Incremental Submission Feature

Overview

Incremental Submission adds the ability to only upload new data for the current release. All data from previous releases will be maintained by the system and automatically copied to the current release. Additionally, submitters are now able to download their submitted data. This provides a model where submitters are in full control of their effective data set and can use the submission system as a canonical data store.

File Naming

To aid submitters in managing their data as they see best, the dictionary now allows a looser naming convention for files. As a consequence, multiple files per file schema may be submitted. For example, the donor schema now allows submitters to name their files using a custom segment conforming to the following regex:

"^donor(\.[a-zA-Z0-9]+)?\.txt(?:\.gz|\.bz2)?$"

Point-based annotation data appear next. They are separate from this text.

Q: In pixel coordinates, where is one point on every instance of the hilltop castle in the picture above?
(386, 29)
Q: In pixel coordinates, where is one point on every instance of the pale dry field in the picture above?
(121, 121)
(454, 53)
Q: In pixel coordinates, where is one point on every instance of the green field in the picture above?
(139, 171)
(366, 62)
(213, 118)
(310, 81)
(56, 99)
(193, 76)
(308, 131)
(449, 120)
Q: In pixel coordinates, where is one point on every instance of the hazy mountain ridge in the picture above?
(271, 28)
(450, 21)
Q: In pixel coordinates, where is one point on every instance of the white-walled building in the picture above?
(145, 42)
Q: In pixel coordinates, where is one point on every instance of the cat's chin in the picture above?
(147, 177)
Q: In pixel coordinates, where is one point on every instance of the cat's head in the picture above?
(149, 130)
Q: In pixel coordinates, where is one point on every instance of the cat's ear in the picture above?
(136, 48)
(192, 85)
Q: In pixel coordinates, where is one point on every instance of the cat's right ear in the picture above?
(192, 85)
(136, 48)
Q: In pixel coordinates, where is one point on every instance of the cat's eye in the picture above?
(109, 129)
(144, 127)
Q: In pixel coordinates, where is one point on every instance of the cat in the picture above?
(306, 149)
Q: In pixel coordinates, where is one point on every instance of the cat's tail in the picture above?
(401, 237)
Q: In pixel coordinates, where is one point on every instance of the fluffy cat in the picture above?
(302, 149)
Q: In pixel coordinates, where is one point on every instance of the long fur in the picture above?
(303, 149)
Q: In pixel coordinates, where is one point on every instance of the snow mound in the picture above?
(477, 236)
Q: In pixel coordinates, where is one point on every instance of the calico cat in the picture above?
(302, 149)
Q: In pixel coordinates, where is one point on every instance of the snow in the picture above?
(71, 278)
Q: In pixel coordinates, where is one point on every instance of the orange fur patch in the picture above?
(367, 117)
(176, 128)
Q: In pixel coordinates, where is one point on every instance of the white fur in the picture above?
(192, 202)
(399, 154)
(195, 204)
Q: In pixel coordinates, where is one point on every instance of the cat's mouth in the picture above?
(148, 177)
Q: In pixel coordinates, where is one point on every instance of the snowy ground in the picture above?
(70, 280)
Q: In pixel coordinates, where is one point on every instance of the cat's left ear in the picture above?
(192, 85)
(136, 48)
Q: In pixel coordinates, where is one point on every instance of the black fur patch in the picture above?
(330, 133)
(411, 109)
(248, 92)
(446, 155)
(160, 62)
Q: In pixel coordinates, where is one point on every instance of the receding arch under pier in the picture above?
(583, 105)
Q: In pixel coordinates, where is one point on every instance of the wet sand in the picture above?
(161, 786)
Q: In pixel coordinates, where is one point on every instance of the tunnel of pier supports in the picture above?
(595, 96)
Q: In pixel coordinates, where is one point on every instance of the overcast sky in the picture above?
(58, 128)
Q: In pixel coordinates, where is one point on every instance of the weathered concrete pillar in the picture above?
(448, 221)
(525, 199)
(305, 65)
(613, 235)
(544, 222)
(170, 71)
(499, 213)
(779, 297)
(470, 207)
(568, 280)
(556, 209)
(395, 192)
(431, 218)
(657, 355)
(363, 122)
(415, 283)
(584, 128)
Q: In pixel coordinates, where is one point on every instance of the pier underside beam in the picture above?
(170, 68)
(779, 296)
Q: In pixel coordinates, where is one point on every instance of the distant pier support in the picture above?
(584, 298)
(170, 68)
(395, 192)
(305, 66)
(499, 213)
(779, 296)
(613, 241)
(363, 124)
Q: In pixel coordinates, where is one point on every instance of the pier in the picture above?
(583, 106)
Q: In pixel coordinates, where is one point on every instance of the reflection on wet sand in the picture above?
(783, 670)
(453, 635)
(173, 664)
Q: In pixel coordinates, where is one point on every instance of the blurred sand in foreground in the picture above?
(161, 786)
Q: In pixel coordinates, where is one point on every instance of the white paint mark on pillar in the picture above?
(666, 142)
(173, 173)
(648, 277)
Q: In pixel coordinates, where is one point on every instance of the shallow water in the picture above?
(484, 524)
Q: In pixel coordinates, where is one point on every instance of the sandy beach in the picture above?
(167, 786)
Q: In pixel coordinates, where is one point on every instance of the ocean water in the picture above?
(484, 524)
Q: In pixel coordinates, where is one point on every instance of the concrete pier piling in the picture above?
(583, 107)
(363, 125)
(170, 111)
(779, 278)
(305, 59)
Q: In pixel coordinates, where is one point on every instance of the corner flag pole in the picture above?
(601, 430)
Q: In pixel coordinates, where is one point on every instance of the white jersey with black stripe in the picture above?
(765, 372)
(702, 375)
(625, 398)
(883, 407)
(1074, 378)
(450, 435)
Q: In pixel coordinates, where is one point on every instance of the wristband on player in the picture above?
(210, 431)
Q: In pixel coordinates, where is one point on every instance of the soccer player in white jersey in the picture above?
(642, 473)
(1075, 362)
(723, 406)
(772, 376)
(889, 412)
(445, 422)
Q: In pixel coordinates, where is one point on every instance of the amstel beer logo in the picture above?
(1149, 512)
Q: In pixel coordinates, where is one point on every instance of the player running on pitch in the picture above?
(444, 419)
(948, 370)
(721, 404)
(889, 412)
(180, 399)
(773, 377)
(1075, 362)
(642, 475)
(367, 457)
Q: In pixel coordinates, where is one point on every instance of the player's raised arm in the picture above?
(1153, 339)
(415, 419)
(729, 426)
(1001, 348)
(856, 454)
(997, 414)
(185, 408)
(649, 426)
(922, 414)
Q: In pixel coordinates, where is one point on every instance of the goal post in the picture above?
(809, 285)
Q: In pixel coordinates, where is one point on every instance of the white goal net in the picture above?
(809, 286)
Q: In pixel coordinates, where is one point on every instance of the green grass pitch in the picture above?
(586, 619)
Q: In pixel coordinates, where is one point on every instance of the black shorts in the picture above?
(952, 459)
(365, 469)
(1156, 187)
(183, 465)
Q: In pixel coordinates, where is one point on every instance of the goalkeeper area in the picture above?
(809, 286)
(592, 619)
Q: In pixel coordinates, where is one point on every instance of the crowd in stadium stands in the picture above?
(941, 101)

Thus one may choose to adopt a naming scheme such as:

donor.01.txt, donor.02.txt, donor.03.txt

Alternatively one could embed a date:

donor.20130101.txt, donor.20130201.txt, donor.20130301.txt`

With this scheme in place, a submitter can upload donor.20130101.txt in Release 1, donor.20130201.txt in Release 2 and donor.20130301.txt in Release 3. The effective submission will be the combined set of files.

Data Management

It is the responsibility of the submitter to ensure data remains consistent from release to release. In the case of deleted records, one must remove the records and their dependent records from all files and resubmit. The appropriate file split strategies should chosen by submitters to simplify operations between releases and interoperate with existing pipelines.

Notes

In the current implementation each time a validation is performed it will validate the entire data set. However, in combination with _Selective Validation_ the total validation time should be greatly reduced.